We’ll see a lot more people getting their Class M licenses and switching to motorcycles for the simple reason that, while I’m sure its possible in principle to make a motorcycle with autopilot, it will be longer coming. I’m personally fine with all the drivers around my bike surrendering to a computer that, unlike most of them, sees me and will do everything it can to avoid making me roadkill
I suppose I’ll have to go barfing boldly into the future!
But I can see how this would be an improvement for people on motorcycles. I do try to be cognizant of bikers, as I realize that hitting them is much more dangerous than me hitting another car.
Honestly, I’d much rather we go the public/mass transit route, with more/greater expansion of such things (especially different kinds of light rail in regional areas, things like bullet trains for wider areas), as opposed to having more individual cars on the road, whether driven by people or computers. I seem to do a bit better in a train than I do riding in car driven by someone else.
Ideally we’d have an electromagnetic power transfer network with pods instead of trains, and stations where the pods could leave the track and wait in queue. But I suspect that would be no better for passengers prone to motion sickness, since my understanding is that it’s the size of the vehicle that makes it easier for them to deal with trains, big ships and big airplanes versus little boats and island hoppers. Still, I think a modular pod system may be where we’re ultimately headed. You have companies like Uber talking about people just renting self-driving cars for each trip. You have electric vehicles slowly but steadily replacing gasoline powered vehicles. You have rapid charging stations appearing in more and more places. In the next couple of decades we’ll probably see charging rails tried in some city by a company like Google or Tesla.
However, I don’t see the electric vehicles mechanically attaching to the rails. More likely they will simply have a contact boom. Mechanical attachments would only limit their mobility, which, if they’re controlled by a distributed app, would only decrease their efficiency. Robot cars just don’t need tracks. A network of power transfer roads and resilient light vehicles could potentially be much more energy and transportation efficient than a train or heavy bus based mass transit system. Ironically, America’s insistence on roads and individual cars might turn out to be the best solution in terms of efficiency, cost-effectiveness and even energy conservation, albeit while giving up the very independence that’s been the prevailing motivation behind American car culture. It will be interesting to see if people still care about owning their cars/pods when they can no longer pilot them.
Much appreciated. But it’s just not safe on a bike to assume drivers see you. Think of the act of faith you have to place in other drivers noticing you whenever you change lanes or pass through someone’s blind spot.
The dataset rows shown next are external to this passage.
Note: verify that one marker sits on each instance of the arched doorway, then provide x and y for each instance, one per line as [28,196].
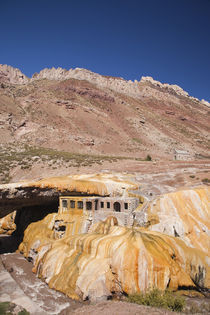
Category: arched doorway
[117,207]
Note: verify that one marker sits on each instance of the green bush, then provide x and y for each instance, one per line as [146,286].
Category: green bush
[157,298]
[148,158]
[7,308]
[206,181]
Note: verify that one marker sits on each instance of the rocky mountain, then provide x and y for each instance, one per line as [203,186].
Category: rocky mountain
[83,112]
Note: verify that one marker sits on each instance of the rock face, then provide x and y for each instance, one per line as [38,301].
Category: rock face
[112,259]
[46,191]
[81,111]
[115,259]
[131,88]
[7,224]
[183,214]
[9,74]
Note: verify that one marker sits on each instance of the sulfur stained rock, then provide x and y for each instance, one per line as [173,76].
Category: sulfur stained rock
[111,259]
[7,224]
[46,191]
[184,214]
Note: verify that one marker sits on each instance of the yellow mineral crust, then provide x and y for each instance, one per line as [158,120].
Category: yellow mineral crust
[185,214]
[90,184]
[7,224]
[111,258]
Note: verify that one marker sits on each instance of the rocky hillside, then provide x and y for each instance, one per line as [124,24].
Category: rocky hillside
[84,112]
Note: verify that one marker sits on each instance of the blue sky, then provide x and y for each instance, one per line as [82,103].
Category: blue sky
[166,39]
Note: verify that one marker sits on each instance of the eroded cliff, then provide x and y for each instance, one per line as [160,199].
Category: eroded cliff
[112,259]
[184,214]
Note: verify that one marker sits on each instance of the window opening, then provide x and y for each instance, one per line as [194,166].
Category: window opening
[64,203]
[89,205]
[80,204]
[72,204]
[117,207]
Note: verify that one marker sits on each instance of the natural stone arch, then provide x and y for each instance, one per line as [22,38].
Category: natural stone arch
[117,206]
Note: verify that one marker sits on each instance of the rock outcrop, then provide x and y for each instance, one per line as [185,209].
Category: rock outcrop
[46,191]
[183,214]
[7,224]
[12,75]
[129,87]
[112,259]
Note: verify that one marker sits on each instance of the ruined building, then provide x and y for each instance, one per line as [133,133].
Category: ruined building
[99,208]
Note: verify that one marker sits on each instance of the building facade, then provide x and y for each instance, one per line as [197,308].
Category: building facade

Even if you’re a model driver and only change lanes when there’s ample space, you’re still counting on the person you’re getting in front of or behind not suddenly zooming ahead or slamming their brakes. On a bike, you have to assume drivers won’t notice you’re there at all. I’ve literally lost count of how many times drivers have pushed me between lanes, onto the shoulder, forced me to slow down or speed up, simply because they decided to try an occupy the same space as me. I’m sure most of them didn’t mean to try to kill me, but that’s not much help.
And finally, your username, avatar, and circumstances bring me to an epiphany.
I will now cease mentally pronouncing your handle, “Chegoliz.”
Pffft. That’s called ‘the daily commute’.
Though I was aware of the Chicago part earlier she will be always c.h.goliz for me. And as my brain is weird it jumps to the conclusion that this is somehow connected to e.o.plauen.
At first glance, I was positive that last panel involved flatulence.